1

I have some code for joining excel files, how can I edit my code so that I don't have to type the full file name each time?

Thanks

Code below:

import pandas as pd

excel_names = ["Market_Information_System_Control_daily_trading_day_170701.xlsx",
               "Market_Information_System_Control_daily_trading_day_170702.xlsx",
               "Market_Information_System_Control_daily_trading_day_170703.xlsx",
               "Market_Information_System_Control_daily_trading_day_170704.xlsx",
               "Market_Information_System_Control_daily_trading_day_170731.xlsx"]

excels = [pd.ExcelFile(name) for name in excel_names]
frames = [x.parse(x.sheet_names[1], header=None,index_col=None) for x in excels]

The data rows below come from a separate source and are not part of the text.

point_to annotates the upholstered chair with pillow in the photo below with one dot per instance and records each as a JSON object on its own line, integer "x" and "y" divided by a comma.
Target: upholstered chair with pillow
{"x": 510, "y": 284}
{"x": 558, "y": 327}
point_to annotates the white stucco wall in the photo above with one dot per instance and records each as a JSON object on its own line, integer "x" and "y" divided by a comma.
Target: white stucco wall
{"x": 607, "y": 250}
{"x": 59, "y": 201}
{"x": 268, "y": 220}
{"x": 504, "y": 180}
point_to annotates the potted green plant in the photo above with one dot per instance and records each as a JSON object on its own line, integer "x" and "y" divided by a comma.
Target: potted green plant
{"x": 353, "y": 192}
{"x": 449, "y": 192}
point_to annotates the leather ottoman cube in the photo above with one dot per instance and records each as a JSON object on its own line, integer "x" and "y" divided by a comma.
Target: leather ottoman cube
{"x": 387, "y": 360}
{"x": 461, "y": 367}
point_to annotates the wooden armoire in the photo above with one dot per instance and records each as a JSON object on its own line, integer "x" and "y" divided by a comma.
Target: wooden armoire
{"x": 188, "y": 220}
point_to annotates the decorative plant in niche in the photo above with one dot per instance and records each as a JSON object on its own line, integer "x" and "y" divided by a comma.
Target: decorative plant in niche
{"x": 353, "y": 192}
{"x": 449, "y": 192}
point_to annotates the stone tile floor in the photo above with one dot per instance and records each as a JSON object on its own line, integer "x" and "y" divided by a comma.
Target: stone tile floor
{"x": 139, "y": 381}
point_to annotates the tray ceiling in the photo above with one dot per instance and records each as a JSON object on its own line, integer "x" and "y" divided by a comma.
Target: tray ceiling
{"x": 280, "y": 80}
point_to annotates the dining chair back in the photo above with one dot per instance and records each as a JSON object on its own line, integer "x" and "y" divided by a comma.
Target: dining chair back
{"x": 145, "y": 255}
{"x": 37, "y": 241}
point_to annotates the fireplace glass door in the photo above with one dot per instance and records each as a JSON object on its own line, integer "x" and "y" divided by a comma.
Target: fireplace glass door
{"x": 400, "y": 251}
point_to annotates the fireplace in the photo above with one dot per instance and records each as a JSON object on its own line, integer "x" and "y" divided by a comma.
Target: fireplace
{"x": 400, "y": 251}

frames[1:] = [df[1:] for df in frames[1:]]
combined = pd.concat(frames)
combined.to_excel("c.xlsx", header=False, index=False)

EDIT1: image

I just wan't the time to flow, not have heading breaks.

I think it has something to do with this: frames[1:] = [df[1:] for df in frames[1:]]

user8261831
  • 464
  • 1
  • 4
  • 20
  • Please read and follow the posting guidelines in the help documentation, as suggested when you created this account. [Minimal, complete, verifiable example](http://stackoverflow.com/help/mcve) applies here. We cannot effectively help you until you post your MCVE code and accurately describe the problem. We should be able to paste your posted code into a text file and reproduce the problem you described. – Prune Jan 31 '19 at 00:15
  • I answered the question you asked. Your comments include a follow-up question about the results of later code -- a problem you didn't document. Please post one of these (long typing *or* frame concatenation) as a separate question, and supply the expected MCVE for the latter problem. – Prune Jan 31 '19 at 00:17
  • your answer didnt work unfortuantely – user8261831 Jan 31 '19 at 00:17
  • not sure if I get the idea wrong, but you are trying to join all excels into one excel? If it's in a folder, why not get every file in the folder so you do not have to type any part of the file name? – Tsuna Jan 31 '19 at 00:25
  • thats what I want to do, how do I do it? – user8261831 Jan 31 '19 at 00:27
  • @Prune could be error be due to this? `frames[1:] = [df[1:] for df in frames[5:]] ` – user8261831 Jan 31 '19 at 00:31
  • someone posted the answer before me, which is also a reference of https://stackoverflow.com/questions/3207219/how-do-i-list-all-files-of-a-directory see if this is what you need – Tsuna Jan 31 '19 at 00:36

2 Answers2

2

Is this what you are looking for? which will print out all the file names that you just need to loop through the file names then combine

from os import listdir
from os.path import isfile, join

folder_path = './'

onlyfiles = [f for f in listdir(folder_path) if isfile(join(folder_path, f))]
print(onlyfiles);

P.S. this is from How do I list all files of a directory?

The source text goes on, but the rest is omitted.